Introduction to hots

hots is an application for testing a hybrid resource allocation method using machine learning and optimization.

Intended audience

hots is firstly thought for system and network administrators, allowing them to test new resource allocation techniques for container based hosting systems.

It could be used in the future for other usage (still in resource allocation context, or more extended), but at the moment the methodology is not generic enough.

What is hots

The main goal of hots is to optimize the resource usage in the context we are.

The first step is to get historical data of resource usage by individuals (like CPU and/or memory usage by containers). So we have timeseries describing the evolution of these consumptions. We perform a clustering on these timeseries for grouping individuals into similar profile groups.

Then we apply a heuristic, developped using clustering information (like consumption profiles) to smartly allocate individuals (containers) on the nodes, trying to save resources and prevent from overflows or other problems.

Then we initiate a loop in which we retrieve new data as things progress (the evolution of resource consumption), we check the validity of existing clustering (update it if needed), and adapt the existing allocation depending on the clustering evolution.

Usage example

hots has been developped using historical data (.CSV files) and can be run alone in this case.
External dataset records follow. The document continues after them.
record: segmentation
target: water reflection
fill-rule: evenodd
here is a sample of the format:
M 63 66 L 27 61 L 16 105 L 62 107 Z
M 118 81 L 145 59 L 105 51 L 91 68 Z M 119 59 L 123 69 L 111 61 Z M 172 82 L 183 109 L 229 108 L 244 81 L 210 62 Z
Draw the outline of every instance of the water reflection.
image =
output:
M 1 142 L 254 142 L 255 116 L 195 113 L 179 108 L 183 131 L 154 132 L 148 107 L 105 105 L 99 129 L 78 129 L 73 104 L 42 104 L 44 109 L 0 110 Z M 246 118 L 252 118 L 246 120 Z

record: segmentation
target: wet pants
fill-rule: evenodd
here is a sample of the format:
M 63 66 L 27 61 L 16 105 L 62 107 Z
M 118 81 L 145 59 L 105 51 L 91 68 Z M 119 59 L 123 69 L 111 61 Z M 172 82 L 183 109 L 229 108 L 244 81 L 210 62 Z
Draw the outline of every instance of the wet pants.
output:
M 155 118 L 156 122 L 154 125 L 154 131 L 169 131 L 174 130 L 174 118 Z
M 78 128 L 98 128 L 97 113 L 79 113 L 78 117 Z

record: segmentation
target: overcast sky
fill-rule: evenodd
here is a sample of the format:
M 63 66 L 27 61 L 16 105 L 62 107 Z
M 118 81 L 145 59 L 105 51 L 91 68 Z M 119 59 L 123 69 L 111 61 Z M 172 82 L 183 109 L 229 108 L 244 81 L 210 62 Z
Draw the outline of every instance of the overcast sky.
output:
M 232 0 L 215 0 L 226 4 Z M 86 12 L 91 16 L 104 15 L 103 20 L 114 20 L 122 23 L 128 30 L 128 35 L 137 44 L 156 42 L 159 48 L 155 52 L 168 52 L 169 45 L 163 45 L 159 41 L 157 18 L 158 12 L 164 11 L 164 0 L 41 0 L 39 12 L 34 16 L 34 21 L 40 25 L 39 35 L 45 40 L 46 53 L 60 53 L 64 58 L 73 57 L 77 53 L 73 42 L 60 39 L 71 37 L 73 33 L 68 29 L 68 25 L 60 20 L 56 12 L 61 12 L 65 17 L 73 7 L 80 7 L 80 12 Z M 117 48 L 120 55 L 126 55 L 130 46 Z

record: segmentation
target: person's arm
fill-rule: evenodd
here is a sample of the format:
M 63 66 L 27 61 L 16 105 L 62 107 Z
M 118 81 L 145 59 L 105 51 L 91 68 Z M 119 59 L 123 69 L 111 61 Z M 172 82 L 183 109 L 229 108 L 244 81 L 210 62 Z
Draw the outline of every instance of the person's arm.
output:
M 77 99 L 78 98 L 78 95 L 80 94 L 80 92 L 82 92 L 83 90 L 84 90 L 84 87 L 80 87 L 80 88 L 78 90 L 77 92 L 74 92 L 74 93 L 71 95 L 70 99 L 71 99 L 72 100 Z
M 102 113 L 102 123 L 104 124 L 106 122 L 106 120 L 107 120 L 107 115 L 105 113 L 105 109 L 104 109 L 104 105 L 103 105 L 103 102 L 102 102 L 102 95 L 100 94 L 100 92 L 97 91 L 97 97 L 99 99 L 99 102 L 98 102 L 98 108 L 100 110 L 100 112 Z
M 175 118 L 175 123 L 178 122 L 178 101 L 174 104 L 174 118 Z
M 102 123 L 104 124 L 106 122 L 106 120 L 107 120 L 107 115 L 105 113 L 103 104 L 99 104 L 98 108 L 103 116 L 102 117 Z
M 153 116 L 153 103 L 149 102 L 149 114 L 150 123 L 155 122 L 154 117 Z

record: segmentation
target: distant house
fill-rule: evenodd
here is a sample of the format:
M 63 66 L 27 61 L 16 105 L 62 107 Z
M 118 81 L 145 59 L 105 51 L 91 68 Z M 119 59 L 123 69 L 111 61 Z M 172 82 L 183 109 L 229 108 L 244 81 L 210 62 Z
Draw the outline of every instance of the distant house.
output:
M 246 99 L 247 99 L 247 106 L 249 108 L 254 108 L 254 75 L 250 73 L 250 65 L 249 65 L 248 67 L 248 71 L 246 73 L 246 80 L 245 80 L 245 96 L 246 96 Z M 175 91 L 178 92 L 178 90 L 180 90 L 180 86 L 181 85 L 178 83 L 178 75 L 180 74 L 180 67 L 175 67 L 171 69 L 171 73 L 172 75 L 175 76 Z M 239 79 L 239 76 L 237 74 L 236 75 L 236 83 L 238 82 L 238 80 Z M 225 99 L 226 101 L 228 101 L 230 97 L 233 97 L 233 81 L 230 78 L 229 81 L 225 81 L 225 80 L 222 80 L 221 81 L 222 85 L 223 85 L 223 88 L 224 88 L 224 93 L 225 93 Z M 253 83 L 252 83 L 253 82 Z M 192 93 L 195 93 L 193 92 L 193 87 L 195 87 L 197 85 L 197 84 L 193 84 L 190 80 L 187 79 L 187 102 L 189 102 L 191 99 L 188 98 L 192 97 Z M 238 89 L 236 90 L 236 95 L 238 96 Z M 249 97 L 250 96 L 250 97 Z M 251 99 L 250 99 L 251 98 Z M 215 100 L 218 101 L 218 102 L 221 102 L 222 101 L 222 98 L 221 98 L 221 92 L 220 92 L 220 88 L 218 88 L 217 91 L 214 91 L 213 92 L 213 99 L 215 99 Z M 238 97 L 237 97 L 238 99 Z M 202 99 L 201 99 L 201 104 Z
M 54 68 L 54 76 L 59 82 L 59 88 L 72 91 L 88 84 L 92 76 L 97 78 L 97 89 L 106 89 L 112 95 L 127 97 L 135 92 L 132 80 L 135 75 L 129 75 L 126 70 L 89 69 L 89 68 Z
A streaming platform (Kafka) has been added to have streaming data incoming (from historical data or from real environment). But in order to be used with a rela environment, it has to be linked to a connector, that can send the data to Kafka, and retrieve the moving container messages (and apply these moves). The whole dataset (historical or real-time) has two period, based on time:

the first part is used to have the first timeseries, on which we perform the clustering
the second part is used for the streaming process, in which we retrieve data, incremente timestamp, and perform the evaluation described above.

A precise run description is given in section Process explanation.

Moreover, as this project started with a PhD, you can find a lot of details in the thesis manuscript here (state of the art, algorithms, optimization models, benchmark …).